While largely positive, new rules governing bailiff’s behaviour, introduced in 2014, have failed to clean up the industry because they aren’t properly enforced. Partly this is because it’s too difficult for individuals to make complaints about bailiffs and there isn’t an organisation ensuring they comply with the rules. This means people cannot enforce their rights when bailiffs break the rules.
In the last 2 years, just 28% of people who experienced a bailiff breaking the rules made a complaint. More starkly, according to the Ministry of Justice, there have only been 56 complaints through the new court-based process since it was introduced in 2014.
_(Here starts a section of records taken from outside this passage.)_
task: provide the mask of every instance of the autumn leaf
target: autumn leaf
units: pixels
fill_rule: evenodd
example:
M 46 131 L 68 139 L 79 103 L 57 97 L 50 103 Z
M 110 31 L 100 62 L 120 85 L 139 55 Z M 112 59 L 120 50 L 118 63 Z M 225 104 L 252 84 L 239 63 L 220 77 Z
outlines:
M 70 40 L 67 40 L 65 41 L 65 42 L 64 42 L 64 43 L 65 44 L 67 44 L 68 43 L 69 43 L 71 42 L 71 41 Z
Through research with advisers and clients with experience of making complaints about bailiffs we have found that there are significant barriers to making complaints and, when people do, the process doesn’t work:
- Both clients and advisers lack faith in the process. 31% of advisers we surveyed had not complained on occasions because clients were reluctant to and 29% had not complained because they lack faith in the process.
- The complaints process is structurally flawed. The process isn’t independent and bailiff firms are seen to shift the blame while complainants are kept in the dark. Only 11% of advisers we surveyed have had a positive experience making a complaint.
- Complaints lead to unsatisfactory outcomes. Remedial action rarely leads to a bailiff being penalised for breaking the rules and the lack of consequence serves to suppress future complaints.
Relying on self-regulation and court-based enforcement means people can’t enforce their rights when bailiffs break the rules. As a result, the positive reforms made by the last government haven’t been effective. The Ministry of Justice should use its ongoing consultation on bailiff regulation to introduce an independent regulator and complaints mechanism to protect people when bailiffs break the rules.